A regularized version of the lattice Boltzmann method for efficient simulation of soft materials is introduced. Unlike standard approaches, this method reconstructs the distribution functions from available hydrodynamic variables (density, momentum, and pressure tensor) without storing the full set of discrete populations. This scheme shows significantly lower memory requirements and data access costs. A series of benchmark tests of relevance to soft matter, such as collisions of fluid droplets, is discussed to validate the method. The results can be of particular interest for high-performance simulations of soft matter systems on future exascale computers.
I. INTRODUCTION
Minimizing the cost of accessing data is one of the most compelling challenges of present-day high-performance computing (HPC).1 This is particularly true for memory-bound computational schemes used in computational fluid dynamics. Among them, the lattice Boltzmann (LB) method2 is characterized by a comparatively low arithmetic intensity spanning in a range between 1 and 5 Flops/Byte ratio depending on the implementation, hence below the roofline threshold beyond which computing resources become the limiting factor.3,4
Given the widespread use of LB across a broad spectrum of scales and regimes, it is of prime interest to develop techniques to mitigate the impact of data access on future (exascale) LB simulations. Several such techniques have been developed in the past, based on hierarchical memory access,5 data organization in terms of array of structures and structure of arrays,6 as well as special crystallographic lattices that double the resolution at a given level of memory occupation.7 Furthermore, a number of approaches have been proposed to reduce memory occupancy. These can be summarized in two main strategies: the first one focuses on algorithmic implementation, while the second one exploits different numerical representations. As a remarkable example of the algorithmic approach, we recall the so-called “in-place” streaming, like the esoteric pull,8,9 while in the latest one, low precision and shifted equilibrium distributions are used either with single precision (instead of double) or with a mixed single precision/half-precision representation, with a factor two of memory saving and no loss of accuracy.10,11
In this work, we retrieve the pioneering considerations given by Ladd and Verberg12 on the possibility of reducing memory consumption by only storing hydrodynamic fields and their gradients. Thus, we present a new strategy to implement the LB approach to model a bi-component system based on the idea of refraining from storing the populations and reconstructing them on the fly based on the available hydrodynamic information. This approach grants a significant reduction in memory usage since it avoids population storage (in the following simply called “without populations”). Furthermore, this is particularly useful for multi-component and multiple species applications in which each species is carried by a common flow field, thereby requiring a single hydrodynamic field (density) as opposed to the full kinetic representation with O(30) populations. A similar argument applies to flows far from equilibrium or relativistic hydrodynamics,13,14 which demand higher order lattices, sometimes entailing hundreds of discrete populations per species.

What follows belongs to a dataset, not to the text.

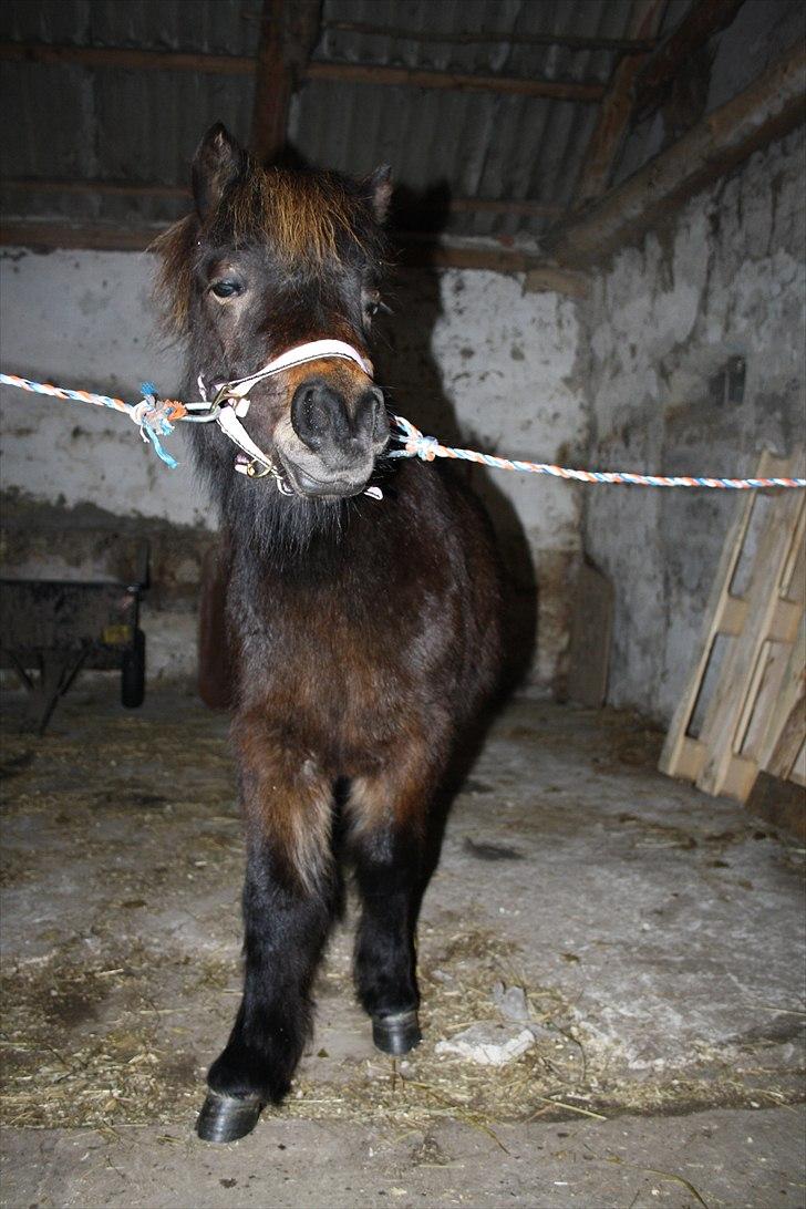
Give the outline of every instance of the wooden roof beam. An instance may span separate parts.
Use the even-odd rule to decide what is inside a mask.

The present approach is tested on a selection of physically relevant situations in soft matter. More specifically, we simulate a 3D off-axis and a 3D head-on collision between two equally sized fluid droplets in which the merging is suppressed. These simulations are compared with those performed using a regularized LB version with populations, and the accuracy of the results is quantitatively assessed by computing the time evolution of the droplet densities and the relative error. Even though the reconstruction procedure suffers from an inherent approximation concerning the standard implementation of the LB method (see Sec. II), our results show that the error remains negligible, the numerical accuracy is generally preserved, and the physics is correctly reproduced. Furthermore, the reconstruction procedure benefits from the regularization techniques15–17 that grants stability properties filtering out the non-hydrodynamic content in off-equilibrium distribution functions. The distinctive feature of the reconstruction procedure discussed here is that, unlike a standard LB approach, it considerably enhances the computational performance of lattice Boltzmann codes, entailing about 40 percent of memory savings on large-scale simulations. This represents a significant step toward the study of the multiscale physics of soft materials, particularly on modern graphics processing unit (GPU)-accelerated machines where the minimization of the burden imposed by memory requirements and data access are often mandatory.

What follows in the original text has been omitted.